Metadata-Version: 2.4
Name: ner-data-processor
Version: 1.1.1
Summary: A NER Data Preparing Tool
Author-email: boopathiraj <boopathiraj.aideveloper@gmail.com>
License: MIT
Project-URL: Homepage, https://github.com/rajboopathiking/ner-data-processor
Project-URL: Repository, https://github.com/rajboopathiking/ner-data-processor
Classifier: Programming Language :: Python :: 3
Classifier: License :: OSI Approved :: MIT License
Classifier: Operating System :: OS Independent
Requires-Python: >=3.7
Description-Content-Type: text/markdown
Requires-Dist: numpy
Requires-Dist: spacy
Requires-Dist: datasets
Requires-Dist: tqdm
Requires-Dist: pandas

# NER Data Processor

[![Python Version](https://img.shields.io/pypi/pyversions/ner-data-processor.svg)](https://pypi.org/project/ner-data-processor/)
[![PyPI version](https://badge.fury.io/py/ner-data-processor.svg)](https://pypi.org/project/ner-data-processor/)
[![License: MIT](https://img.shields.io/badge/License-MIT-yellow.svg)](https://opensource.org/licenses/MIT)

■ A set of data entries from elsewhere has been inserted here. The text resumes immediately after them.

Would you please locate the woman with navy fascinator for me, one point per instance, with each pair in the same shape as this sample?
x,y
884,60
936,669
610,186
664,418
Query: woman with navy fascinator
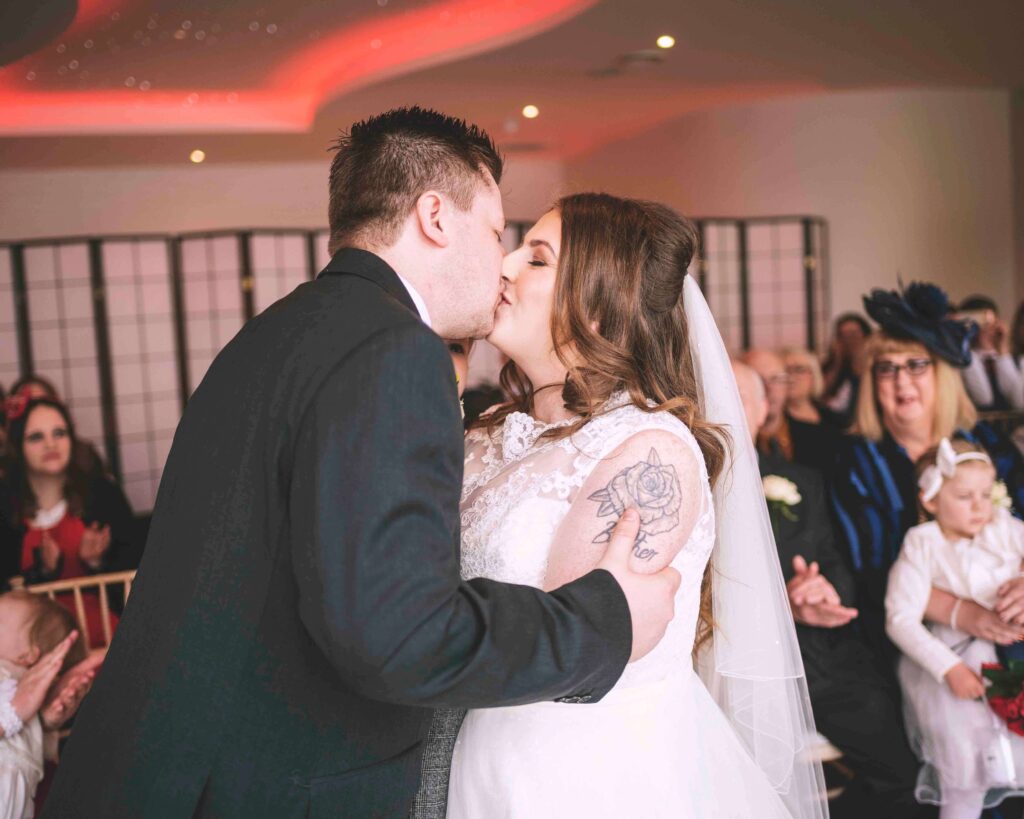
x,y
911,396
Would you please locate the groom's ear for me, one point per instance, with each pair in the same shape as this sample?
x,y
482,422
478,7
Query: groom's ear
x,y
433,217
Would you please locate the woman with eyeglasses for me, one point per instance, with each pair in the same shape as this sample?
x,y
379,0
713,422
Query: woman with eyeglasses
x,y
910,397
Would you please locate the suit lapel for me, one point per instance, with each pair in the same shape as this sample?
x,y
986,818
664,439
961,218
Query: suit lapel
x,y
364,264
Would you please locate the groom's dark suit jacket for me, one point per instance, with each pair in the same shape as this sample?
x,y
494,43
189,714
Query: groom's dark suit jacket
x,y
299,611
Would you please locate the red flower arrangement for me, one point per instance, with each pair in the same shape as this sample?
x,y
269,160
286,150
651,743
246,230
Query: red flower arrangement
x,y
1006,693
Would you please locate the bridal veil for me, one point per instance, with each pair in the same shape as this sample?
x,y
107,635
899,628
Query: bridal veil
x,y
752,666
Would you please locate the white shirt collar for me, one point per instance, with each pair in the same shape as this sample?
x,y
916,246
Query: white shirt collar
x,y
421,305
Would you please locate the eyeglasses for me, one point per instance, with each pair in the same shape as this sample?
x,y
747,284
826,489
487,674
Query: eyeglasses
x,y
887,371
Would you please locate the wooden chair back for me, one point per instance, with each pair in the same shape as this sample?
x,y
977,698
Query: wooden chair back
x,y
76,586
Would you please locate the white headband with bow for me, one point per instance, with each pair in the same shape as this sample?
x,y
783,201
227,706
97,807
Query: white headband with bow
x,y
945,465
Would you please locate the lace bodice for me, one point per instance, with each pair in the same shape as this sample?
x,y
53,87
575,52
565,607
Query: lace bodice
x,y
518,488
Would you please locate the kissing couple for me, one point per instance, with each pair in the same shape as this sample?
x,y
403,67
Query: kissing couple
x,y
334,573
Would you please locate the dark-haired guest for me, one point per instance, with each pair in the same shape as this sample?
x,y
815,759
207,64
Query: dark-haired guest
x,y
992,377
33,386
854,705
842,369
911,396
59,522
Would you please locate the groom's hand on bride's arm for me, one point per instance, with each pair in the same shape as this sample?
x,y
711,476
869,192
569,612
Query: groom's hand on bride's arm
x,y
655,474
650,597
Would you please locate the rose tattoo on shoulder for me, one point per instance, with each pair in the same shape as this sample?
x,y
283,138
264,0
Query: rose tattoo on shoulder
x,y
652,489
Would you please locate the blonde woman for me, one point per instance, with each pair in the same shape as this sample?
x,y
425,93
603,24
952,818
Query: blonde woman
x,y
911,396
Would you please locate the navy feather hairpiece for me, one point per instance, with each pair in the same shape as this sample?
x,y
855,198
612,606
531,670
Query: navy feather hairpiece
x,y
923,312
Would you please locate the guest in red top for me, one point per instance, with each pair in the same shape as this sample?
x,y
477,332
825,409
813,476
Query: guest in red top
x,y
60,521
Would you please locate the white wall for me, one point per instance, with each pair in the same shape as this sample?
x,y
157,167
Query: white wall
x,y
186,197
916,183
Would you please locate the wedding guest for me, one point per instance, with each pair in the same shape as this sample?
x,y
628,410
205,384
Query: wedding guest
x,y
854,706
911,396
797,438
992,378
971,759
60,522
33,386
843,368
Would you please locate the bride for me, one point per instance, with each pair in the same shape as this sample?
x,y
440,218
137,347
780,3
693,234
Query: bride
x,y
623,397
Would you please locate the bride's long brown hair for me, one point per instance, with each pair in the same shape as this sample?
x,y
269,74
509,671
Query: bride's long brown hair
x,y
619,308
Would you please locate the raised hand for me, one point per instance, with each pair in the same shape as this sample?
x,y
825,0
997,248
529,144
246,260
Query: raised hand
x,y
965,683
650,597
33,686
809,587
95,542
813,600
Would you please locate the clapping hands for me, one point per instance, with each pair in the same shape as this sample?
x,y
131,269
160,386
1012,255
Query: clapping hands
x,y
70,690
965,683
32,688
813,599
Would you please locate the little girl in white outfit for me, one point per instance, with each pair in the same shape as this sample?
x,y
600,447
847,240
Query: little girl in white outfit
x,y
971,760
34,636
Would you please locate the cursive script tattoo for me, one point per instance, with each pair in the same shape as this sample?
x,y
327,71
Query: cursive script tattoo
x,y
649,487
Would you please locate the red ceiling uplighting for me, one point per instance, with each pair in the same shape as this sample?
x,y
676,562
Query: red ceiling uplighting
x,y
283,88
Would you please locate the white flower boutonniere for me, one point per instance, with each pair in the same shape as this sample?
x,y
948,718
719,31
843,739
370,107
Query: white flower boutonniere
x,y
1000,496
781,493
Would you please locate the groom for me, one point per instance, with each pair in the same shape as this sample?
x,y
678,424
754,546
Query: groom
x,y
299,611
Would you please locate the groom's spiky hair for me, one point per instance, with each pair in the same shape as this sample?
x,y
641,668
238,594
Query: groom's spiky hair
x,y
385,163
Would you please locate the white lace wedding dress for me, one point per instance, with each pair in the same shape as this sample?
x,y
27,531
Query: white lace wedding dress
x,y
656,745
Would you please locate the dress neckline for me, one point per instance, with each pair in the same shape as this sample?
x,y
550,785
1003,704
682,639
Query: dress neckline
x,y
48,518
520,431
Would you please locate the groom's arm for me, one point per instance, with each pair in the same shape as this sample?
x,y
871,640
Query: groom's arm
x,y
377,478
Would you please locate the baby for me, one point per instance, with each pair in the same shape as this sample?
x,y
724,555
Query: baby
x,y
971,549
37,644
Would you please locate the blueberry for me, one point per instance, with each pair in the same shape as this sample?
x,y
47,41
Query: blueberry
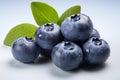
x,y
67,55
96,51
25,50
95,33
77,28
47,36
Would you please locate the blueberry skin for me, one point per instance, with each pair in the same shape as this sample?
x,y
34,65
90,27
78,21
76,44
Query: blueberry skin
x,y
47,36
25,50
96,51
95,33
67,56
77,28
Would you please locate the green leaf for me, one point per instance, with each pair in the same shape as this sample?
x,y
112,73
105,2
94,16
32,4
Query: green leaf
x,y
20,30
72,10
43,13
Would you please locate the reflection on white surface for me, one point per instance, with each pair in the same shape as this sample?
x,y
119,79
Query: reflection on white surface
x,y
105,15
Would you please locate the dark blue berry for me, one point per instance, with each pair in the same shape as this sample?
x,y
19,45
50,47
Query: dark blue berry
x,y
67,55
96,51
25,50
77,28
47,36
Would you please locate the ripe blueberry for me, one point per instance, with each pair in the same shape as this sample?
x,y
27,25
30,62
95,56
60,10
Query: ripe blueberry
x,y
95,33
77,28
67,55
47,36
96,51
25,50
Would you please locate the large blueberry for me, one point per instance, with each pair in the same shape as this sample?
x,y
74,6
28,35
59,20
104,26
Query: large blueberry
x,y
67,55
47,36
95,33
77,28
25,50
96,51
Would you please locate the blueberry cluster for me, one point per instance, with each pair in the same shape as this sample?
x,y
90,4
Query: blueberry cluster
x,y
75,42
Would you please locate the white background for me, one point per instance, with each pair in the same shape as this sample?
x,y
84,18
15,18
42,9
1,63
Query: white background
x,y
105,15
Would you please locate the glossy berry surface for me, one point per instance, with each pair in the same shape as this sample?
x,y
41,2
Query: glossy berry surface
x,y
25,50
95,33
77,28
96,51
67,55
47,36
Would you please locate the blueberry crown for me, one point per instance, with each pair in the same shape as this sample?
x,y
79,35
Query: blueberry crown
x,y
68,46
49,27
75,17
97,41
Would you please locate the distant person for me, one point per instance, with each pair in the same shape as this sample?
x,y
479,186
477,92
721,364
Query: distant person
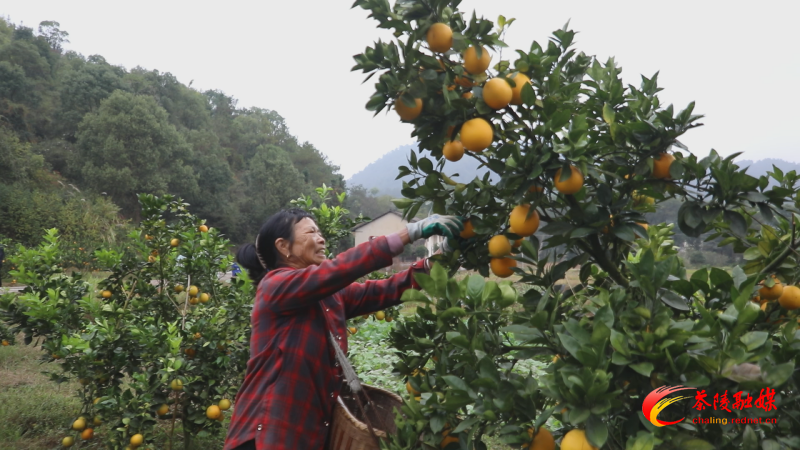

**NER Data Processor** is a Python library to help you easily prepare datasets for Named Entity Recognition (NER) and Coreference Resolution tasks. It transforms raw text into formats ready for training token classification models using Hugging Face or other frameworks.

---

## 📚 Documentation

- [GitHub Repository](https://github.com/rajboopathiking/ner-data-processor)
- [PyPI Package](https://pypi.org/project/ner-data-processor)

---

## 📦 Installation

### ✅ From PyPI (Recommended)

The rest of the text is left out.